ZIP OFF CAST (Z.O.C.)
FIVE MONSTER HITS
Released 1995 (Alfadacaz)
01. 19th Nervous Revolution
02. Fair Weather Friends
04. The First Ones Free
05. Don’t Name Drop The Dead
08. Tough Times
09. Packin’ (At McDonald’s)
10. Political Prisoners
Frank C. Starr – vocals
Rob Thrall – lead and rhythm guitars
Brent (Turmoil) Turner – rhythm guitars
Pharoah – bass and background vocals
Bill Gagliardi – drums
Cyndi Mitchell – background vocals (5)
Chaka – background vocals (8 & 10)
Tone-Yo – background vocals (8 & 10)
Clay Goldstein – harmonica (7)
Chis Vitas – violin (3 & 7)
Produced and recorded by Zip Off Cast and M. Karpiac.
This is an album I never knew existed. Of course some of you may be wondering why I would even care about discovering a band named Zip Off Cast (which originally were known as Mad Reign). There is one simple answer to that question – Frank C. Starr. Yes, the same Frank C. Starr that copyrighted attitude with the massively under-acknowledged Four Horsemen. So imagine my surprise and excitement when I received an email telling me that one of the greatest front men in hard rock history actually recorded another album! I fucking near wet my pants.
But then I began to worry. What if there was a reason this album is unknown? Could Frank have actually been part of a disappointment? Needless to say I had my fingers crossed when Five Monster Hits arrived and found its way into my CD player. Then the opening bass-line of “19th Nervous Revolution” came on, sounding like Alice Cooper‘s “Gutter Cats Vs. The Jets” followed by a whimpering vocal. Oh oh, maybe my fears were justified after all. But then it happened, the chorus hit and Frank C. Starr was spewing venom just like I remembered.

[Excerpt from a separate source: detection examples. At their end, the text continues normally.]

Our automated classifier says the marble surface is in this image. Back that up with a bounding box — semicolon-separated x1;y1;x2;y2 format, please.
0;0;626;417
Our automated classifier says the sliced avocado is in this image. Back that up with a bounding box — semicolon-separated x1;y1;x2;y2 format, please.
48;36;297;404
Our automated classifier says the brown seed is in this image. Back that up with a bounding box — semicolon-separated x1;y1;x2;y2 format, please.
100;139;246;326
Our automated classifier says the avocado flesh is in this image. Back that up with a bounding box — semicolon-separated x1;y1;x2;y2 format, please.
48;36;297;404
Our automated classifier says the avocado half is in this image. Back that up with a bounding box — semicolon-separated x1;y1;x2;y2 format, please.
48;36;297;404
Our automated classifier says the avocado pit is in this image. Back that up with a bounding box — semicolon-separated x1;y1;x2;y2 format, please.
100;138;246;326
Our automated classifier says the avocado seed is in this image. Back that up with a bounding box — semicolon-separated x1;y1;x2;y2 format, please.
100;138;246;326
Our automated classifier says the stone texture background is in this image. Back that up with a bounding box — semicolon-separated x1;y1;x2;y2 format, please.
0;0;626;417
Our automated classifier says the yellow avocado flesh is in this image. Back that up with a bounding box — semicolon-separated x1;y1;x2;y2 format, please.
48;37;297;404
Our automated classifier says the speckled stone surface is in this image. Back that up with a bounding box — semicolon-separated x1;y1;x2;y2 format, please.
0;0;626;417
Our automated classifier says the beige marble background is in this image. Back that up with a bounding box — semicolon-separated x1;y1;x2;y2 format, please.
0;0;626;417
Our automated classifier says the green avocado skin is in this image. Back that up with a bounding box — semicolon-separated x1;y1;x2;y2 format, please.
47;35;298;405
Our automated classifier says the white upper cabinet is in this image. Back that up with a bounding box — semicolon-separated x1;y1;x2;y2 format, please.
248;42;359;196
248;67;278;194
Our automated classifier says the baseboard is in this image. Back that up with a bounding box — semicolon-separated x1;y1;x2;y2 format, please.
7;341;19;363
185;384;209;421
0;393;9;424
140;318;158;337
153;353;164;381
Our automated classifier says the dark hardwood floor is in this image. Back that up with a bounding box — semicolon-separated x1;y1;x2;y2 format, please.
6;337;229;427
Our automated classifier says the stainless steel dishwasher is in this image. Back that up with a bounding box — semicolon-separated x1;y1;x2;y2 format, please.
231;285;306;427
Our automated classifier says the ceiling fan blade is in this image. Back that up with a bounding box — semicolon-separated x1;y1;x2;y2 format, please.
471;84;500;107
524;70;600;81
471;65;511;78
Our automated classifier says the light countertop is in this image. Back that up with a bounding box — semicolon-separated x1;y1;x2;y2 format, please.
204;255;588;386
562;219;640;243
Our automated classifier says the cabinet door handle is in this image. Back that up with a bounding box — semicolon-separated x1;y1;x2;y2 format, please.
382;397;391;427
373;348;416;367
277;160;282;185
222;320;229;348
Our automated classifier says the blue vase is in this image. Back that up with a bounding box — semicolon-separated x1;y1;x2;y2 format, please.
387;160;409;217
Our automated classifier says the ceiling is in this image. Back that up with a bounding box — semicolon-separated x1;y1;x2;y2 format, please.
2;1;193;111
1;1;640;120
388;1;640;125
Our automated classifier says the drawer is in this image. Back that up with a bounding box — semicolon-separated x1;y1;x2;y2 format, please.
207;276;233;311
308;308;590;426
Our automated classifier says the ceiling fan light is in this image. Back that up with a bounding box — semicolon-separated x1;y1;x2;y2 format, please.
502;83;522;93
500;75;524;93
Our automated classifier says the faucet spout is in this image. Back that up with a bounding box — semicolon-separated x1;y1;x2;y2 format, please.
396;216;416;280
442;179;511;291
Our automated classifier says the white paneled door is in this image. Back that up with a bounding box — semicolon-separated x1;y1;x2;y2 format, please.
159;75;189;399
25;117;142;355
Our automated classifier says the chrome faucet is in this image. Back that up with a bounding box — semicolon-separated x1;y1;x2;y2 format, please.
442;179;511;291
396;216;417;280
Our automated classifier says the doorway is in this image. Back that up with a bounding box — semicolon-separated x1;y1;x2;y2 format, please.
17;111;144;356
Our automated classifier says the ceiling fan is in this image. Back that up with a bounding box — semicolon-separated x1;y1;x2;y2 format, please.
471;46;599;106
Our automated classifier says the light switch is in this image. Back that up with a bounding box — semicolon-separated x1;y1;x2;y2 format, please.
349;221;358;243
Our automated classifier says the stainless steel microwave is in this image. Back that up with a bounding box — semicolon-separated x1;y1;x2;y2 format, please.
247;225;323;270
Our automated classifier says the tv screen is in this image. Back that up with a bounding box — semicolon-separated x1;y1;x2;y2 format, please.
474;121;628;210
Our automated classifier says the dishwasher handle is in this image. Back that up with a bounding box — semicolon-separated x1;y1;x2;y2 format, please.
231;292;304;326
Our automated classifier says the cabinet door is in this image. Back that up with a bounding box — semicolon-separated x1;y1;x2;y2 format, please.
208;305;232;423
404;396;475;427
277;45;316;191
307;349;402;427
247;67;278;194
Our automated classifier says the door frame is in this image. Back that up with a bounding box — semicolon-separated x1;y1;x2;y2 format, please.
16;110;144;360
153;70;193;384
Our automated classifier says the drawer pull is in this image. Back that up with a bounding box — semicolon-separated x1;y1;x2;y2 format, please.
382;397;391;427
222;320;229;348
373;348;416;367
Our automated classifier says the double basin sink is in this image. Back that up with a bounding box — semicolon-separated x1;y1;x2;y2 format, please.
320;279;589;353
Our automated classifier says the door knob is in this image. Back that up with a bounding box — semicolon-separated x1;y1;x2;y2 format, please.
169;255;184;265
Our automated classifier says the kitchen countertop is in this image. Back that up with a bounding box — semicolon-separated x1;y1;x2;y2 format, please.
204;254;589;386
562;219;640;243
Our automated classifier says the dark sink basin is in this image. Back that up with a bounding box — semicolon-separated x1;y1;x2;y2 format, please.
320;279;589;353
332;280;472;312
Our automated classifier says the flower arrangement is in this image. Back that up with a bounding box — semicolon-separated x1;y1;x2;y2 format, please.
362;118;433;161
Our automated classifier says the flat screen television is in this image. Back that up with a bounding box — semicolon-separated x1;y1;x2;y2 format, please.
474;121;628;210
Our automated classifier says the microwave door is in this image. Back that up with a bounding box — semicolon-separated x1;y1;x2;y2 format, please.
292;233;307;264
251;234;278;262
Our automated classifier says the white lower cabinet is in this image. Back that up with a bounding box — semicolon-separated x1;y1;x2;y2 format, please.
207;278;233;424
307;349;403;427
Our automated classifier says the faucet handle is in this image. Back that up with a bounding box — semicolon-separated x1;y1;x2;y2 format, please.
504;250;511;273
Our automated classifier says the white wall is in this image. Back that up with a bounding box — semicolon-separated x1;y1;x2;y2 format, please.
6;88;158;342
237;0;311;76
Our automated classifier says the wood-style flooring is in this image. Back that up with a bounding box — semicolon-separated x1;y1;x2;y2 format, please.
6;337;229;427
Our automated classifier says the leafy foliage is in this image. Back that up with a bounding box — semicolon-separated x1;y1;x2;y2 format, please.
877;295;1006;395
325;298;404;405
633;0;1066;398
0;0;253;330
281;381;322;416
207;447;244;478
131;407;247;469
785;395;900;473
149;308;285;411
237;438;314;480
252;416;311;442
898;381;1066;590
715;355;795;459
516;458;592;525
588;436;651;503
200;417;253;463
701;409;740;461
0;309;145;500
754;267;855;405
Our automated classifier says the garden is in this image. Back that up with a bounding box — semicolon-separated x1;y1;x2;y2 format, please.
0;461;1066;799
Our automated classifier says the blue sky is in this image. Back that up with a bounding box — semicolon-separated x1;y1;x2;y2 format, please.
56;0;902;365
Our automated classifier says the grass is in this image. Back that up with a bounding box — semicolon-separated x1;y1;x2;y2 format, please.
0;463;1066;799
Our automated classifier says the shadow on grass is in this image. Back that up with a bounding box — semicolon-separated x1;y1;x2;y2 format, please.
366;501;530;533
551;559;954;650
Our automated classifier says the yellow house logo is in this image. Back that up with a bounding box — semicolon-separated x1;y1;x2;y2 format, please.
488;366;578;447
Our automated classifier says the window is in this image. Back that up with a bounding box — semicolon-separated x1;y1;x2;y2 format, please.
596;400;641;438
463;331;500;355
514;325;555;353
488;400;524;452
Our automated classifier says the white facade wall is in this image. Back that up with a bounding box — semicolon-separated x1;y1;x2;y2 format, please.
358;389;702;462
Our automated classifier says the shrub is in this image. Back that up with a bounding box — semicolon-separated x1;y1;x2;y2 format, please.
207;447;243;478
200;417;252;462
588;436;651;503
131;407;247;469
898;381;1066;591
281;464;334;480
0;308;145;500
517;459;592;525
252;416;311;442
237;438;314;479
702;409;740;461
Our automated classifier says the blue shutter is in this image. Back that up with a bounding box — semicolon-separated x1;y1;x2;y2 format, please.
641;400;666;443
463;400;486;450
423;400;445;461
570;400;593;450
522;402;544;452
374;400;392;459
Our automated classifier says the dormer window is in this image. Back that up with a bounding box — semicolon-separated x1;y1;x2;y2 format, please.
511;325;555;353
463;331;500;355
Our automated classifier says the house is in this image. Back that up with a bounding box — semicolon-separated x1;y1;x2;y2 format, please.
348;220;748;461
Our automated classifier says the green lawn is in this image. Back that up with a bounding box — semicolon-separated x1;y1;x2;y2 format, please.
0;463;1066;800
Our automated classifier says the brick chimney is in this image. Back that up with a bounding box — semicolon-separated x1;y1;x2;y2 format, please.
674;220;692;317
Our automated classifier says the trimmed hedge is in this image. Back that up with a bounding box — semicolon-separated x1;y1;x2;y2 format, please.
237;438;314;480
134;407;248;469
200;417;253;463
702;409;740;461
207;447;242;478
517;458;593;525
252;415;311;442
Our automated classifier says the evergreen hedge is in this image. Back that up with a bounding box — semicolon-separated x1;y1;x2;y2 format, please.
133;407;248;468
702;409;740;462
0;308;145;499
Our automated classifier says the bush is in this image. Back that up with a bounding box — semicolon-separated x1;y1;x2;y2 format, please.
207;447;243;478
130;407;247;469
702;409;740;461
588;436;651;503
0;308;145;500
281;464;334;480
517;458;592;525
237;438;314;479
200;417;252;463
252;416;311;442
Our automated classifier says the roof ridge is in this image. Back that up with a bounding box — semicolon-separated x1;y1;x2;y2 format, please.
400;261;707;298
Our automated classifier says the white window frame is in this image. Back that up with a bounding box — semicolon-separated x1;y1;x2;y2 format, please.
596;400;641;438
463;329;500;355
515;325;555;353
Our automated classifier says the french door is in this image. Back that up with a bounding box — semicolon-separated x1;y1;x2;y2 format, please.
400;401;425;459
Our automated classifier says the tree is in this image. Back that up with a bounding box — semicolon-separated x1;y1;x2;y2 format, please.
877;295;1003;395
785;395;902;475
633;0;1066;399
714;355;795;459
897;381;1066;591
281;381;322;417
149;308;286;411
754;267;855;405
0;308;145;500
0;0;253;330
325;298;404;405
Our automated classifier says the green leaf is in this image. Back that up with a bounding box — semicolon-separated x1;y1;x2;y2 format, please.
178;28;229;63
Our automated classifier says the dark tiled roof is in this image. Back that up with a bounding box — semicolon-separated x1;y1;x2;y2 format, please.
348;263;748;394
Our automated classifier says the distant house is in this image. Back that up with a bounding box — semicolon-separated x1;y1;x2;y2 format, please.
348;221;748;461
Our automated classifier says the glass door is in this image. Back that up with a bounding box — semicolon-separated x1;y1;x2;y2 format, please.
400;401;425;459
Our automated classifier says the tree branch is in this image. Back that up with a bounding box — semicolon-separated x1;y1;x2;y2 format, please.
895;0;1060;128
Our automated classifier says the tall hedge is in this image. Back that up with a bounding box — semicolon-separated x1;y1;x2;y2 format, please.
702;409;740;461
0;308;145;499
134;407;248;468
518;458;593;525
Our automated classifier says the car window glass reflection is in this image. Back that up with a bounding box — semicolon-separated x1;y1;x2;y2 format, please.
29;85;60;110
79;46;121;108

This isn’t a Four Horsemen release as it is more experimental than they were with some slap bass patterns and interesting guitar leads. But the dual guitar attack and attitude is still there, and some of the songs could have fit comfortably on Gettin’ Pretty Good…At Barely Gettin’ By… For instance take “Faith” – it has that typical mellow intro before turning aggressive, balancing between both for maximum effect. The guitar crunch on “Tough Times” matches the vocals perfectly and reminds you of the type of pissed off anthem that the Four Horsemen made famous. “Political Prisoners” is the best song on the disc thanks in part to its sing-a-long chorus.
It is rare these days to come across something that you hadn’t heard, but also that you hadn’t even heard of. Tragically, just like the Horsemen, two fifths of this band has passed away. I guess the old saying of only the good die young is true, but it in this case it was the good – with bad attitudes.